Meskipun upaya berani tersebut membuat pasukan Persia terkendala, “pasukan Yunani pada akhirnya kewalahan dan harus mundur.”

Athena segera jatuh ke tangan Persia, beberapa penduduk yang masih bertahan dibantai, dan kota itu dibakar habis.

Setelah bencana ini, keriuhan segera terjadi. Orang-orang Yunani terpecah tentang apa yang harus dilakukan selanjutnya. 

Banyak yang berpikir bahwa satu-satunya kesempatan mereka untuk bertahan hidup adalah dengan mundur ke semenanjung Peloponnese dan membangun tembok di tanjung yang menghubungkannya dengan daratan.

Namun Themistocles, komandan armada Athena, tidak setuju. Dia tahu bahwa selama Xerxes memiliki angkatan laut yang kuat, dia dapat dengan mudah menembus tembok apa pun yang mungkin dibangun oleh Yunani.
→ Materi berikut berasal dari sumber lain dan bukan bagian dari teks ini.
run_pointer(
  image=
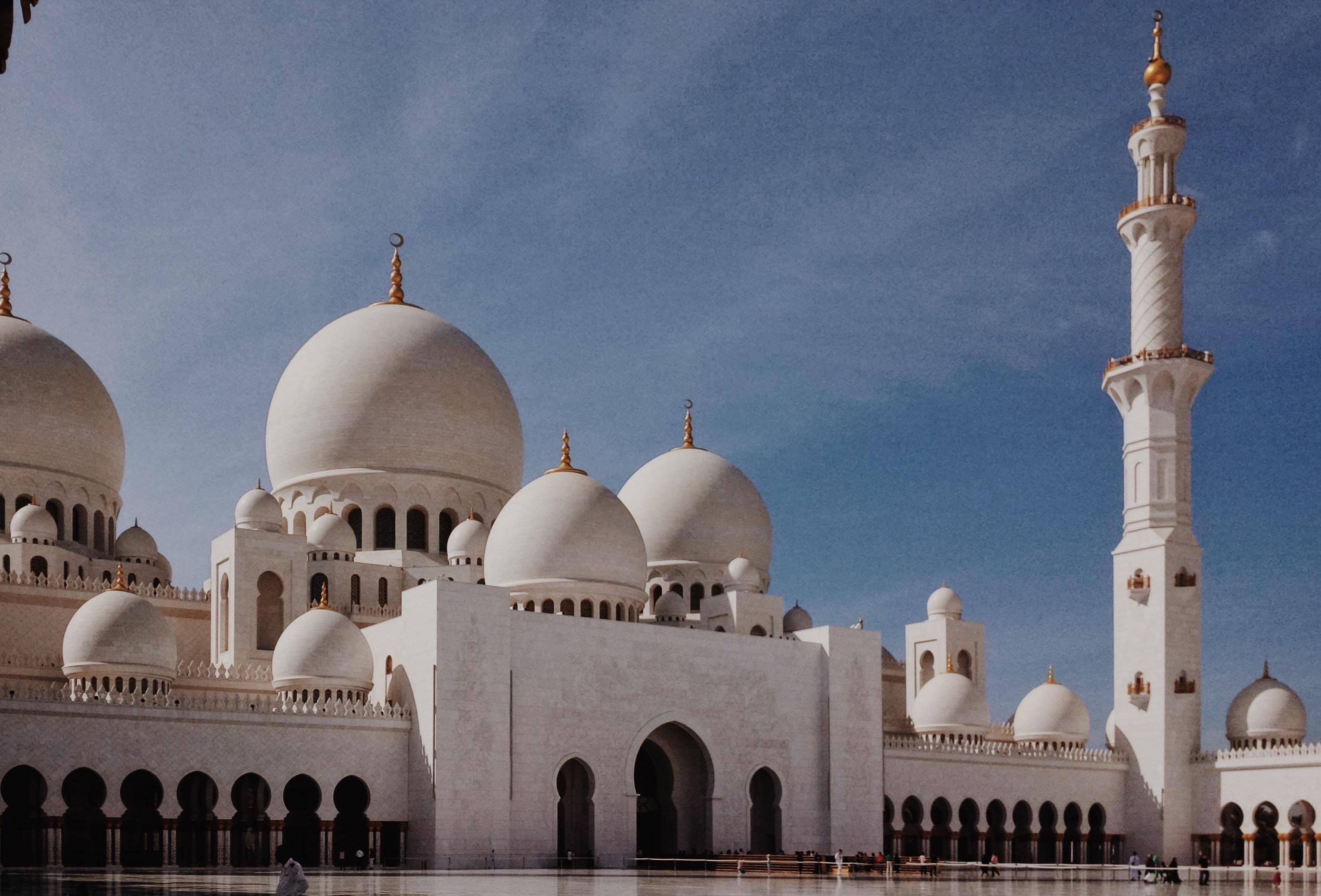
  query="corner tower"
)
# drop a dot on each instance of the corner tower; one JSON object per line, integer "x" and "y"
{"x": 1158, "y": 564}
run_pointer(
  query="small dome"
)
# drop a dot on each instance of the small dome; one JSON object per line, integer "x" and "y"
{"x": 672, "y": 608}
{"x": 566, "y": 527}
{"x": 468, "y": 540}
{"x": 322, "y": 650}
{"x": 119, "y": 634}
{"x": 1052, "y": 714}
{"x": 32, "y": 523}
{"x": 797, "y": 619}
{"x": 1266, "y": 713}
{"x": 945, "y": 603}
{"x": 135, "y": 541}
{"x": 744, "y": 575}
{"x": 329, "y": 532}
{"x": 259, "y": 510}
{"x": 950, "y": 705}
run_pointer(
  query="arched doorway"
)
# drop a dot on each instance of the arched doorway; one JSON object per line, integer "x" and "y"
{"x": 1097, "y": 834}
{"x": 196, "y": 833}
{"x": 764, "y": 792}
{"x": 303, "y": 824}
{"x": 1022, "y": 832}
{"x": 142, "y": 829}
{"x": 969, "y": 842}
{"x": 250, "y": 842}
{"x": 1048, "y": 850}
{"x": 84, "y": 836}
{"x": 941, "y": 837}
{"x": 911, "y": 837}
{"x": 23, "y": 824}
{"x": 1266, "y": 845}
{"x": 352, "y": 799}
{"x": 1231, "y": 834}
{"x": 574, "y": 811}
{"x": 672, "y": 776}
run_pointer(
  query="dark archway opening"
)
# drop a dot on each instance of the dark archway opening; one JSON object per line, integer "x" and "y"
{"x": 303, "y": 825}
{"x": 142, "y": 828}
{"x": 574, "y": 812}
{"x": 765, "y": 791}
{"x": 23, "y": 825}
{"x": 352, "y": 799}
{"x": 84, "y": 836}
{"x": 250, "y": 840}
{"x": 196, "y": 833}
{"x": 672, "y": 776}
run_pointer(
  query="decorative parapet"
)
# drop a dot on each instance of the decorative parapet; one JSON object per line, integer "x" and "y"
{"x": 1160, "y": 354}
{"x": 912, "y": 743}
{"x": 202, "y": 701}
{"x": 94, "y": 585}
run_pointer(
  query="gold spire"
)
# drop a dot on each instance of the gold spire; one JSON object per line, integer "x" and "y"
{"x": 397, "y": 279}
{"x": 6, "y": 308}
{"x": 1158, "y": 69}
{"x": 566, "y": 465}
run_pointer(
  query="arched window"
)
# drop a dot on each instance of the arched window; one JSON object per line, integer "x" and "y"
{"x": 385, "y": 539}
{"x": 415, "y": 530}
{"x": 354, "y": 519}
{"x": 80, "y": 520}
{"x": 270, "y": 610}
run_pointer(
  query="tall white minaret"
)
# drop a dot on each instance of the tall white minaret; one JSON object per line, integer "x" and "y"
{"x": 1158, "y": 564}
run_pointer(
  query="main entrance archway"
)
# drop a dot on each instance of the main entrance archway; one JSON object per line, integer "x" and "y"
{"x": 673, "y": 776}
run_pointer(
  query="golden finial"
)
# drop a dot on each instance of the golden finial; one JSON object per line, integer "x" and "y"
{"x": 397, "y": 279}
{"x": 6, "y": 308}
{"x": 1158, "y": 69}
{"x": 566, "y": 465}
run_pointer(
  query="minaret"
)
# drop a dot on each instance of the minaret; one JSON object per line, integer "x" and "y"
{"x": 1158, "y": 564}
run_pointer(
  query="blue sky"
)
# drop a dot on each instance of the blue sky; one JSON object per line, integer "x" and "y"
{"x": 872, "y": 242}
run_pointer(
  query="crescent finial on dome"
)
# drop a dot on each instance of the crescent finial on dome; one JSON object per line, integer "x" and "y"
{"x": 566, "y": 463}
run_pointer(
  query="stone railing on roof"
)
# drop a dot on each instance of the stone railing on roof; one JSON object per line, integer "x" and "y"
{"x": 94, "y": 585}
{"x": 916, "y": 743}
{"x": 1259, "y": 753}
{"x": 214, "y": 701}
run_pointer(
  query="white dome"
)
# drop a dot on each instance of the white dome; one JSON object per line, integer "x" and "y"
{"x": 32, "y": 523}
{"x": 744, "y": 575}
{"x": 468, "y": 540}
{"x": 322, "y": 650}
{"x": 695, "y": 506}
{"x": 797, "y": 619}
{"x": 135, "y": 541}
{"x": 329, "y": 532}
{"x": 393, "y": 390}
{"x": 945, "y": 603}
{"x": 119, "y": 634}
{"x": 952, "y": 705}
{"x": 566, "y": 527}
{"x": 68, "y": 421}
{"x": 258, "y": 510}
{"x": 1052, "y": 714}
{"x": 1266, "y": 711}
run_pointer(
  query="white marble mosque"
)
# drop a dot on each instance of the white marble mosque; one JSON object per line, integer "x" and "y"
{"x": 403, "y": 649}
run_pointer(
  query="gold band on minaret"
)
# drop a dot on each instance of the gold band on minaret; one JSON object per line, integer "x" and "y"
{"x": 566, "y": 463}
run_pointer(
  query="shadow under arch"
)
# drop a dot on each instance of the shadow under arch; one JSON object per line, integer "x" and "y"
{"x": 673, "y": 779}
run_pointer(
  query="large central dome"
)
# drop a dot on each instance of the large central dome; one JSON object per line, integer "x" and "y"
{"x": 393, "y": 389}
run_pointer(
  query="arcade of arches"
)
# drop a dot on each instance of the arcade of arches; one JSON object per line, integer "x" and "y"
{"x": 1019, "y": 833}
{"x": 205, "y": 833}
Satu-satunya cara menurut Themistocles adalah menghancurkan Armada Persia. Themistocles percaya bahwa cara terbaik untuk melakukannya adalah dengan memaksakan pertempuran di Salamis, tempat armada Yunani berlabuh.

Ilustrasi Themistocles oleh Evald Hansen (1875). (Public Domain/wikimedia Commons)

Strategi pun mulai disusun. Hal pertama yang harus dilakukan adalah membujuk rekan-rekan komandanya yang alot. Namun sang komandan Athena tak kehabisan akal, dia memanfaatkan kekurangan orang-orang Yunani terkenal sebagai kelompok yang mudah terpecah belah.

“Dengan mengaku sebagai pendukung rahasia Persia, Themistocles mengirim pesan kepada raja Persia yang mengatakan bahwa pasukan Yunani sedang kacau balau dan mereka berencana untuk menyelinap pergi dari Salamis saat malam hari,” terang Julian.

Mendengar hal ini, Xerxes memerintahkan armadanya, yang mungkin berkekuatan 800 kapal, untuk mendekat ke Salamis.

Armada utama Persia akan menyerang melalui selat sempit antara Salamis dan daratan. Inilah yang diinginkan oleh Themistocles. Dia menyadari bahwa di tempat yang sempit seperti itu, Persia tidak akan bisa memanfaatkan keunggulan jumlah mereka.

Pasukan Yunani terus memancing armada Persia ke dalam selat yang jauh lebih sempit. Tidak butuh waktu lama bagi pasukan Persia untuk menyadari bahwa segala sesuatunya berjalan dengan buruk.

Mereka mulai bertabrakan satu sama lain dan semua formasi dan keteraturan hilang. Para pendayung Persia menjadi lelah, dan keadaan diperparah oleh gelombang besar yang menyebabkan kapal mereka terombang-ambing. Inilah yang ditunggu-tunggu Themistocles.

Dalam kekacauan tersebut, armada Yunani mampu menggunakan kecepatan dan manuverabilitas kapal-kapal trireme mereka dengan efektif. Mereka menyerang dengan taktik yang terkoordinasi dan menghancurkan kapal-kapal Persia yang lemah dan terisolasi.

“Duduk di atas singgasananya, Xerxes menyaksikan kejadian-kejadian yang terjadi dengan amarah yang semakin memuncak,” kata Julian. 

Strategi cerdik Themistocles membawa kemenangan bagi Yunani. Namanya segera menjadi sangat bersinar sebagai pemimpin militer yang brilian.

Namun, pada tahun 470 SM, Themistocles dikucilkan oleh warga Athena yang menganggapnya terlalu berkuasa. Dia juga mempromosikan kebijakan anti-Sparta, yang menyebabkan konflik.

“Dia berakhir di istana Persia dan menghabiskan tahun-tahun terakhirnya untuk memberi nasihat kepada raja baru, Artahsasta I, tentang bagaimana cara melawan Yunani,” jelas Julian.